Interpretado por una magnética Anne Dorval ―que ya participó en los dos primeros filmes de Dolan―, el personaje de Die salta de la comedia al drama con una facilidad pasmosa. Tierna, frágil, valiente e inmadura, la figura de esta madre con complejo de Peter Pan se debate entre su propia y ansiada libertad y la total dedicación a su hijo adolescente. Antoine-Olivier Pilon, que ya tuvo un pequeño papel en Laurence Anyways, se convierte esta vez en rotundo protagonista interpretando a un conflictivo quinceañero con ADHD que mantiene una intensa y destructiva relación con su madre. Jugando con la representación violenta del egoísmo y la culpa, Pilon logra que nos debatamos entre el amor y el odio hacia un Steve histérico, torturado, desorientado. Dolan recicla el argumento de su ópera prima hasta que una tercera pieza entra en escena convirtiendo la pareja en un trío cargado de maravillosas tensiones. Suzanne Clément, también musa del artista, se mete esta vez en la piel de Kyla, la misteriosa y hermética vecina que se cruza en las vidas de Steve y Die aportándoles la estabilidad que les falta y contagiándose de la libertad y la espontaneidad que derrochan. Una simbiosis perfecta que comienza durante un alocado baile y culmina con una preciosa secuencia sobre ruedas. Because maybe you’re gonna be the one that saves me. Y es que esta es una historia de salvadores y salvados. Seres tambaleantes, paralizados por el miedo ante lo que está por venir o por los recuerdos del pasado. Personas que encuentran en sus también atemorizados compañeros de aventura el bastón que necesitan para seguir avanzando.

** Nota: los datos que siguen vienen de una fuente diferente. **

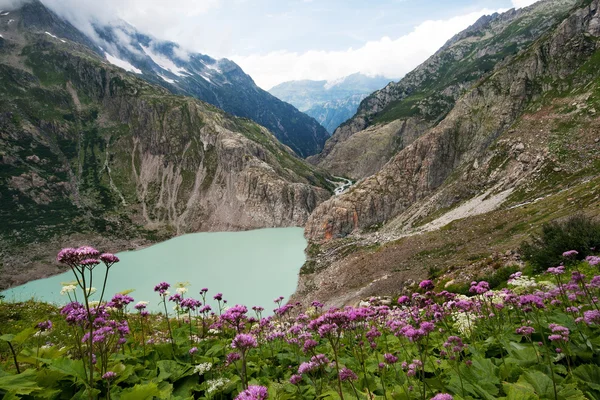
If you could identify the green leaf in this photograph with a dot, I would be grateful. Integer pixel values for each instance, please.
(519, 391)
(589, 374)
(172, 370)
(540, 382)
(72, 368)
(21, 384)
(141, 392)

Si el contenido de Mommy es sólido, adulto y convincente, su continente es aún mejor. Dolan hace gala de un gusto y una pulcritud estética absolutamente sensacionales. Solo él es capaz de hacer bello un paisaje tan sórdido como el parking de un supermercado. Solo él detecta y sublima el encanto escondido que existe debajo de varias capas de mediocridad. Si bien, técnicamente, no propone nada radicalmente nuevo más allá del formato, su uso pensado y con sentido de la música y la iluminación nos ofrece algunos de los momentos más hermosos vistos últimamente en cine. En Mommy no llueve cuando los personajes están tristes ni hace sol cuando todo marcha bien. Las tragedias no suceden de noche y desaparecen con la luz de la mañana ni van precedidas de melodías oscuras. La música es tan protagonista como Die, Steve y Kyla y contribuye, no a acompañar las secuencias, sino a ensalzarlas, a hacerlas impredecibles y mágicas. Música contemporánea, sin prejuicios, que sorprendentemente encaja en una selección valiente en la que conviven Andrea Bocelli con Lana del Rey, Simple Plan, Counting Crows, Dido o Celine Dion.
Es imposible, con esta magistral utilización del audiovisual, no entrar en el caleidoscópico universo de este artista que me cabreó, en un primer momento, con esa elección aparentemente arbitraria de formato. Hasta que pasado el ecuador de la película, descubrí que de caprichoso no tenía nada. Y de repente, al comprender el sentido de ese molesto 1:1, me entró el aire en los pulmones, respiré hondo y lloré. Lloré de bonito.
Xavier Dolan no es solo un jovencito capaz de parir una obra maestra antes de tener edad para beberse un gin-tonic. Es un cineasta osado y brillante, que derrocha frescura, personalidad, libertad y sensibilidad. Un creador al que no le faltan ganas las ganas de comerse el mundo y al que le sobran etiquetas.
Dicen que es el niño prodigio de Canadá, un genio de veintitantos, el enfant terrible del cine.